As she came out from behind the gate, a neighbourhood cat showed up, and its appearance worked Ms Sng’s dog into a frenzy.
“Sotong! You cannot fight the cat,” she said in English, obviously for my benefit. The mongrel named Cuttlefish seemed to understand her, scampering away. Ms Sng dashed into the house with some cat food and placed it in a pile in the compound of a neighbouring house.
“This cat very good. When small, he very naughty, fight with other cats.
“I call him ‘Meow Gong’,” she added. Grandfather cat, she explained.
“Now he very good, give other cats eat the food. I tell him, I give you eat, you cannot fight other cats. Now he very good,” explained Ms Sng in her brand of English. She had taught the neighbourhood cat to share its food with other cats. The kampong spirit was well and alive among the animals at Kampong Lorong Buangkok.
But was that also the case among Ms Sng’s neighbours?
No more kampong spirit here, she said. “Last time got, now no have, lah,” she said, waving her hands animatedly, and scrunching her face.
Surely it couldn’t have vanished?
“New people come, old people go away, people different already. Last time got kampong spirit,” she said. But I gathered that she meant that even here, the kampong spirit appeared to have diminished as families left the community.
Ms Sng continued chatting, asking me what I did. I’m a writer, I explained.
“Oh! I thought you singer!” she said, guffawing at her declaration. I’m working on looking like a writer, I offered, and she laughed even harder. She stopped laughing abruptly, realising she had forgotten something.
“Sorry, sorry, I cooking dinner. I must go in. Wait the food chao tar,” she said, apologising again and dashing back into the house with the vivacity of a woman a third her age. She may have denied the existence of that kampong spirit, but her coming out to chat with us was just an instance of it.
“It’s very sad, Ivan,” said the well-spoken, bespectacled Chinese woman who was talking to journalists from TODAY earlier, when we finally called on her. Apart from telling us her name was Chris, she did not want to disclose what she did for a living.

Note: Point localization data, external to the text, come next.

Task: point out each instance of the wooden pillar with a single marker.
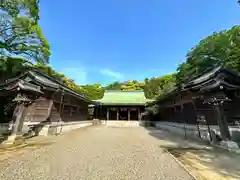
(107, 113)
(222, 122)
(18, 115)
(117, 114)
(129, 111)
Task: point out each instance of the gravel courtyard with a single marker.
(96, 153)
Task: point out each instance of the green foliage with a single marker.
(20, 33)
(159, 86)
(222, 48)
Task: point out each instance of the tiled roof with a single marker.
(131, 97)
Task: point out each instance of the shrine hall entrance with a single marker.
(123, 113)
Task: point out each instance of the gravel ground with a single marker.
(96, 153)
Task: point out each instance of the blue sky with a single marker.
(101, 41)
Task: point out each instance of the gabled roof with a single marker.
(217, 77)
(118, 97)
(35, 81)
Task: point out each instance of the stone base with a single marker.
(12, 139)
(229, 144)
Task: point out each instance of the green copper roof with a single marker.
(116, 97)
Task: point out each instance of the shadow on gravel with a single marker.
(199, 155)
(24, 146)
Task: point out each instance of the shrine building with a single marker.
(117, 105)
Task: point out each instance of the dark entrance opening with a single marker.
(133, 115)
(112, 114)
(123, 115)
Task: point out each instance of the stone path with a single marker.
(95, 153)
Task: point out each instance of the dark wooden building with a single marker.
(40, 99)
(212, 99)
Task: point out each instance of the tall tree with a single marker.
(20, 34)
(218, 49)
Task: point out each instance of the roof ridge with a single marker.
(123, 91)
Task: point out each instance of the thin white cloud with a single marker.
(109, 72)
(78, 74)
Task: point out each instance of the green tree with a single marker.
(20, 33)
(12, 66)
(218, 49)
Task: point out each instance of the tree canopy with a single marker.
(20, 34)
(23, 46)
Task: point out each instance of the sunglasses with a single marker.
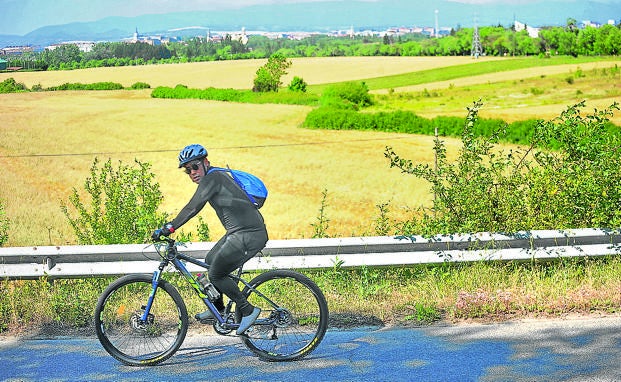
(193, 167)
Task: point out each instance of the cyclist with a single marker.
(245, 235)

“People in Singapore have forgotten how to be humans in their pursuit of material gain,” she said sagely. She loves life in the kampong. She enjoyed the friendship of her neighbours. And she was worried that if the village were to make way for redevelopment, her parents – both in their 80s, would not enjoy the good health they now did.
“My mum and dad have the space to walk and get the exercise they need, which is why they are fit now,” she explained. “If they were to move into an apartment, it would be different. They may not want to move around so much.”
Chris said that whereas the people here are friendly, she did not find Singaporeans so, outside of the kampong.
“You hold the door of the lift and people walk past you like you owe them a living. There’s not a word of thanks. People, even children, would have their faces stuck to their mobile devices. It is not like that here. When I see my neighbours, even as far as the park connector, the Malay auntie would say, ‘Hello, Chris, how are you? I haven’t seen you for such a long time.’ Some of my friends who live in private apartments and landed property haven’t even spoken to their neighbours in all the years they’ve been living there,’ she said.
This lack of a sense of neighbourliness was what she worried would deter her parents from stepping out of the home should they be required to move.
It would be sad if all this had to go, she said.
Mr Awe, whom we had spoken to earlier, said: “If government want to take, take. We cannot fight them.”
He broke into a smile, not of resignation, but of acceptance. He did, however, indicate that he would much prefer it if he could continue living here.
Second Minister for National Development Desmond Lee, in response to Dr Intan’s call to preserve the kampong, had said that redevelopment would probably only happen “several decades later”. Which should be a very pleasing outcome for Mr Awe.
“If government say, can stay, 20 year – I very happy. I don’t know I where, 100 over years already, but if can stay, I happy,” he said, raising his arms in a child-like display of delight.
The rustic life kept them happy, the open doors also kept their hearts open to each other, and there was always a willingness to share and help whenever they could. They were also open and helpful to strangers, as Aidil and I had discovered.
That, perhaps, is what the kampong spirit is about. And it will continue to live in Singapore’s last remaining kampong. At least for several decades more.